From the Molecular Cardiology Research Institute and Department of Medicine, Division of Cardiology, Tufts-New England Medical Center, Boston, Massachusetts 02111

Vascular smooth muscle cell contraction and relaxation are directly related to the phosphorylation state of the regulatory myosin light chain. Myosin light chains are dephosphorylated by myosin phosphatase, leading to vascular smooth muscle relaxation. Myosin phosphatase is localized not only at actin-myosin stress fibers where it dephosphorylates myosin light chains, but also in the cytoplasm and at the cell membrane. The mechanisms by which myosin phosphatase is targeted to these loci are incompletely understood. We recently identified myosin phosphatase-Rho interacting protein as a member of the myosin phosphatase complex that directly binds both the myosin binding subunit of myosin phosphatase and RhoA and is localized to actin-myosin stress fibers. We hypothesized that myosin phosphatase-Rho interacting protein targets myosin phosphatase to the contractile apparatus to dephosphorylate myosin light chains. We used RNA interference to silence the expression of myosin phosphatase-Rho interacting protein in human vascular smooth muscle cells. Myosin phosphatase-Rho interacting protein silencing reduced the localization of the myosin binding subunit to stress fibers. This reduction in stress fiber myosin phosphatase-Rho interacting protein and myosin binding subunit increased basal and lysophosphatidic acid-stimulated myosin light chain phosphorylation. Neither cellular myosin phosphatase, myosin light chain kinase, nor RhoA activities were changed by myosin phosphatase-Rho interacting protein silencing. Furthermore, myosin phosphatase-Rho interacting protein silencing resulted in marked phenotypic changes in vascular smooth muscle cells, including increased numbers of stress fibers, increased cell area, and reduced stress fiber inhibition in response to a Rho-kinase inhibitor. These data support the importance of myosin phosphatase-Rho interacting protein-dependent targeting of myosin phosphatase to stress fibers for regulating myosin light chain phosphorylation state and morphology in human vascular smooth muscle cells.

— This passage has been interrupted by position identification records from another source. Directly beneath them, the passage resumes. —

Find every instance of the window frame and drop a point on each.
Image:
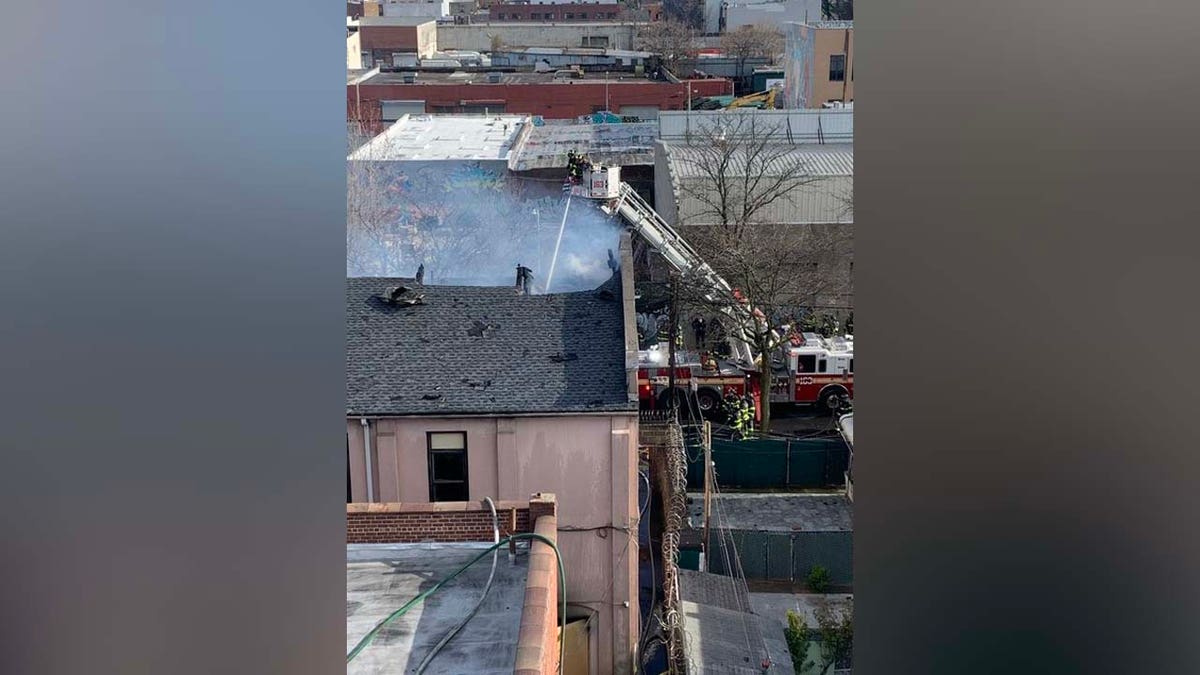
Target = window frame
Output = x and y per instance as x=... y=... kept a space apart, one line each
x=843 y=75
x=466 y=464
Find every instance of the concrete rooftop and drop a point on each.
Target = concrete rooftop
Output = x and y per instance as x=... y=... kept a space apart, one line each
x=381 y=578
x=777 y=512
x=444 y=137
x=521 y=77
x=721 y=633
x=623 y=144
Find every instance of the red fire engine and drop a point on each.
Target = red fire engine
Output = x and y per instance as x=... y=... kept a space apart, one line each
x=805 y=369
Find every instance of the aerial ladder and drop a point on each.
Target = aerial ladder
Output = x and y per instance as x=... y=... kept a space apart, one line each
x=616 y=197
x=619 y=198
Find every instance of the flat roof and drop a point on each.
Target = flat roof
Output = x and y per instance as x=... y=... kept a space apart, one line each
x=391 y=21
x=621 y=144
x=381 y=578
x=444 y=137
x=778 y=512
x=721 y=633
x=573 y=52
x=832 y=25
x=522 y=77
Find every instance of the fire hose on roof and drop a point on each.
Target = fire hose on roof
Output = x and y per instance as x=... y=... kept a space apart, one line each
x=562 y=584
x=496 y=555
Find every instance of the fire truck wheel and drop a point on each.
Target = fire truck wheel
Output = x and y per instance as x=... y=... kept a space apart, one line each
x=831 y=399
x=708 y=401
x=670 y=396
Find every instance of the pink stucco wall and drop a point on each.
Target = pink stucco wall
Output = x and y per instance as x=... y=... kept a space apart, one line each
x=588 y=461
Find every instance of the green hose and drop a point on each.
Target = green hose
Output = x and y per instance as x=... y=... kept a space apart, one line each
x=562 y=584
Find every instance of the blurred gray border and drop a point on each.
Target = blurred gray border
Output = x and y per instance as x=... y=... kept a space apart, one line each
x=1026 y=465
x=172 y=213
x=172 y=205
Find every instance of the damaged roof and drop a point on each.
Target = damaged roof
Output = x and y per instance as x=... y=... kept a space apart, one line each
x=473 y=350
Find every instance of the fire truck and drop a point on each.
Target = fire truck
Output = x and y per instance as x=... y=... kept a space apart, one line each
x=805 y=369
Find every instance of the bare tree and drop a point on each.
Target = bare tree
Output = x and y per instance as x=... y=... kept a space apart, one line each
x=741 y=175
x=749 y=41
x=690 y=12
x=671 y=40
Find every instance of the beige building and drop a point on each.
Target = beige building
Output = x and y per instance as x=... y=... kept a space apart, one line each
x=460 y=393
x=375 y=41
x=819 y=64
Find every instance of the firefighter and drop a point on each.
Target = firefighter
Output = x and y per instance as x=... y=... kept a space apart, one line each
x=573 y=166
x=741 y=414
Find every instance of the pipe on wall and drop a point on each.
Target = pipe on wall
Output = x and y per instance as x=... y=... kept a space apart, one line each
x=366 y=452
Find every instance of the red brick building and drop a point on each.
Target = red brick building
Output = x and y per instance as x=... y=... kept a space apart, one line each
x=537 y=94
x=557 y=12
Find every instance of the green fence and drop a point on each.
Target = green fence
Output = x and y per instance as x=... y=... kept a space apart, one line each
x=783 y=556
x=771 y=464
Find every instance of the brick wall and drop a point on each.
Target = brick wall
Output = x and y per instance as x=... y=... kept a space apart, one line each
x=442 y=521
x=538 y=638
x=395 y=37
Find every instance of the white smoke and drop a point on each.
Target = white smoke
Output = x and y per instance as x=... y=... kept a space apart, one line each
x=472 y=228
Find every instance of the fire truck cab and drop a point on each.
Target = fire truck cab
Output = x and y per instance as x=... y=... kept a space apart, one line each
x=819 y=371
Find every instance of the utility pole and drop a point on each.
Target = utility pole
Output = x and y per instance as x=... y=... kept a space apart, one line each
x=708 y=485
x=671 y=336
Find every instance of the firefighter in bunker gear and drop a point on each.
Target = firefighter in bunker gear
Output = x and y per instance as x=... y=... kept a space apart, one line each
x=741 y=413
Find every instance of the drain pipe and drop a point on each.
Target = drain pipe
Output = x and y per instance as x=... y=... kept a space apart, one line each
x=366 y=452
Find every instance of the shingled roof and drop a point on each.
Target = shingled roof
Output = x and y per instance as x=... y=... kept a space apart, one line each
x=472 y=350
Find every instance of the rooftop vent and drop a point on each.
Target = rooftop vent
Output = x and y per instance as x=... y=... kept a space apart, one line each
x=402 y=296
x=523 y=278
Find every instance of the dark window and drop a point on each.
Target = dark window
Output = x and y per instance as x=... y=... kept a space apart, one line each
x=448 y=466
x=837 y=67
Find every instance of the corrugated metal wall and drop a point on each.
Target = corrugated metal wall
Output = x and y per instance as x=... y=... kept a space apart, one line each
x=826 y=201
x=790 y=126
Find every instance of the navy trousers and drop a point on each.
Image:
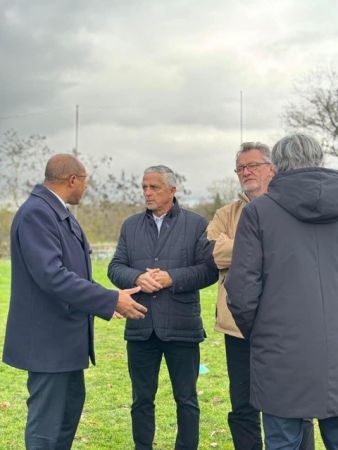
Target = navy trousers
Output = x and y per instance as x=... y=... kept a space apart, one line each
x=144 y=361
x=244 y=419
x=286 y=434
x=54 y=409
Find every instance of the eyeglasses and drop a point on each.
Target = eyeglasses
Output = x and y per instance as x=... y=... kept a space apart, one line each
x=82 y=176
x=251 y=167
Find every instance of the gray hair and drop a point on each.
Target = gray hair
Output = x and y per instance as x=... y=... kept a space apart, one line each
x=296 y=151
x=167 y=174
x=262 y=148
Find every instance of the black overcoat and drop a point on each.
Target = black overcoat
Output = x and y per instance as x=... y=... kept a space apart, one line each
x=283 y=292
x=49 y=327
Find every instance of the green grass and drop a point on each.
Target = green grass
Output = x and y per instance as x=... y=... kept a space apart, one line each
x=105 y=422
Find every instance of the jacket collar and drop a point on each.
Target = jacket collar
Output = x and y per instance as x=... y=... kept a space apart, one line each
x=171 y=213
x=242 y=196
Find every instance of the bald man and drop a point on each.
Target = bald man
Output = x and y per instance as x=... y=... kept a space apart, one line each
x=53 y=301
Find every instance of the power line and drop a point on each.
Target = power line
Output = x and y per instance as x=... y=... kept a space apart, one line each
x=39 y=113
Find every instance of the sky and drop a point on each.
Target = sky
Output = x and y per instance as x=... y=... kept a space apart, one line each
x=159 y=81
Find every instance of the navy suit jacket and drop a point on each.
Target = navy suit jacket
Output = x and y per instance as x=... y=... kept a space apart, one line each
x=53 y=297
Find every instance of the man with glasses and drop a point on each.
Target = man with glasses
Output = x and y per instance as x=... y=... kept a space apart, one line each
x=53 y=300
x=254 y=170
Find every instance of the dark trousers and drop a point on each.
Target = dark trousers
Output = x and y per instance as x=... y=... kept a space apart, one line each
x=244 y=419
x=182 y=359
x=286 y=434
x=54 y=409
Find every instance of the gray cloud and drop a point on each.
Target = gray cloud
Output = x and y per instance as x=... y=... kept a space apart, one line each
x=158 y=80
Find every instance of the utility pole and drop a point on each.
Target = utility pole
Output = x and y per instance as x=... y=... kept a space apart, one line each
x=241 y=115
x=76 y=149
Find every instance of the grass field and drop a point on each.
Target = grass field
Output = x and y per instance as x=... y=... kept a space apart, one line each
x=105 y=422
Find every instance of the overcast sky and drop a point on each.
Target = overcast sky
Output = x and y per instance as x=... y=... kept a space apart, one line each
x=159 y=81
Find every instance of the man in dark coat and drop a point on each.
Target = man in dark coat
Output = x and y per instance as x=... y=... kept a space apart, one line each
x=164 y=250
x=282 y=291
x=53 y=298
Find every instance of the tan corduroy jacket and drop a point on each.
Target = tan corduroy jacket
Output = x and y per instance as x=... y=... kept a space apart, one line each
x=225 y=221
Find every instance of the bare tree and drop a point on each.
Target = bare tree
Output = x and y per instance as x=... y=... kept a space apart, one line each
x=316 y=109
x=21 y=160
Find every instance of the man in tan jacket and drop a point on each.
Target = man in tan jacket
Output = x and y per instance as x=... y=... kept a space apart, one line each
x=254 y=170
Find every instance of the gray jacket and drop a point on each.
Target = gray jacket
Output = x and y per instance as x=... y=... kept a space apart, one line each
x=181 y=249
x=283 y=291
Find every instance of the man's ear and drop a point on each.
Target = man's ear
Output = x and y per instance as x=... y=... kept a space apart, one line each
x=71 y=180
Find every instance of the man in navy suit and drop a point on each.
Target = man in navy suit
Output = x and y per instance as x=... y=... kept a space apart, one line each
x=53 y=301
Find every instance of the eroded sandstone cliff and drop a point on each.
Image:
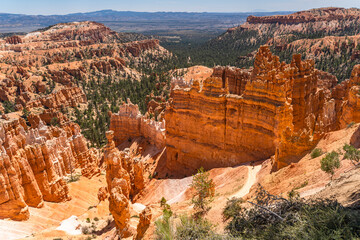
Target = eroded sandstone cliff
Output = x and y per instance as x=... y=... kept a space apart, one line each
x=34 y=162
x=130 y=123
x=238 y=116
x=125 y=179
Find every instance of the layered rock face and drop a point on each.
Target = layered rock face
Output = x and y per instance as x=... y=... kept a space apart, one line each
x=125 y=179
x=238 y=116
x=44 y=68
x=34 y=162
x=314 y=15
x=129 y=123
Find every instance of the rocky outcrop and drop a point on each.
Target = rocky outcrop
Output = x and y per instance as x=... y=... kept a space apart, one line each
x=314 y=15
x=144 y=223
x=13 y=40
x=238 y=116
x=129 y=123
x=124 y=180
x=34 y=164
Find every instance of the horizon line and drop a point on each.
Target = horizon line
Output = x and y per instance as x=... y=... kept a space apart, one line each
x=102 y=10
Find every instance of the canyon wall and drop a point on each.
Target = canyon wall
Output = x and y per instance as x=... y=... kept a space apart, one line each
x=129 y=123
x=238 y=116
x=34 y=162
x=125 y=179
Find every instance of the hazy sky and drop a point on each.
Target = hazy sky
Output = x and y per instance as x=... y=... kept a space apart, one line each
x=72 y=6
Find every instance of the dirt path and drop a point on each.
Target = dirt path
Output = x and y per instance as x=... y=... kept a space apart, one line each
x=251 y=180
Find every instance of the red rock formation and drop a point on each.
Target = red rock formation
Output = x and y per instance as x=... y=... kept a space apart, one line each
x=314 y=15
x=118 y=182
x=129 y=123
x=13 y=40
x=239 y=116
x=144 y=223
x=125 y=179
x=35 y=162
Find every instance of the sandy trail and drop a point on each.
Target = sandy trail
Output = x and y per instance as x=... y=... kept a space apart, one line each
x=251 y=180
x=52 y=214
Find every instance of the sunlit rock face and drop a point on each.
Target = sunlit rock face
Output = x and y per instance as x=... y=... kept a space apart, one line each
x=125 y=179
x=238 y=116
x=34 y=162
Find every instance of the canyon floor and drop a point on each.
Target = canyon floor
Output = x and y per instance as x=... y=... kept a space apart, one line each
x=229 y=182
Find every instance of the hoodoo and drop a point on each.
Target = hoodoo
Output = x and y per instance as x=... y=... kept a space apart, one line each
x=238 y=116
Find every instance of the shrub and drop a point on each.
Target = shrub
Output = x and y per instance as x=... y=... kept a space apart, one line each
x=350 y=125
x=351 y=153
x=204 y=192
x=164 y=226
x=189 y=228
x=9 y=107
x=317 y=152
x=330 y=162
x=233 y=207
x=54 y=121
x=273 y=217
x=85 y=230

Received for publication, June 23, 2005 , and in revised form, September 28, 2005.

^* This work was supported by National Institutes of Health Grant HL074069 (to H. K. S.). The costs of publication of this article were defrayed in part by the payment of page charges. This article must therefore be hereby marked "advertisement" in accordance with 18 U.S.C. Section 1734 solely to indicate this fact.

¹ To whom correspondence should be addressed: Molecular Cardiology Research Institute, Tufts-New England Medical Center, Box 80, 750 Washington St., Boston, MA 02111. Tel.: 617-636-0619; Fax: 617-636-1444; E-mail: Hsurks{at}tufts-nemc.org.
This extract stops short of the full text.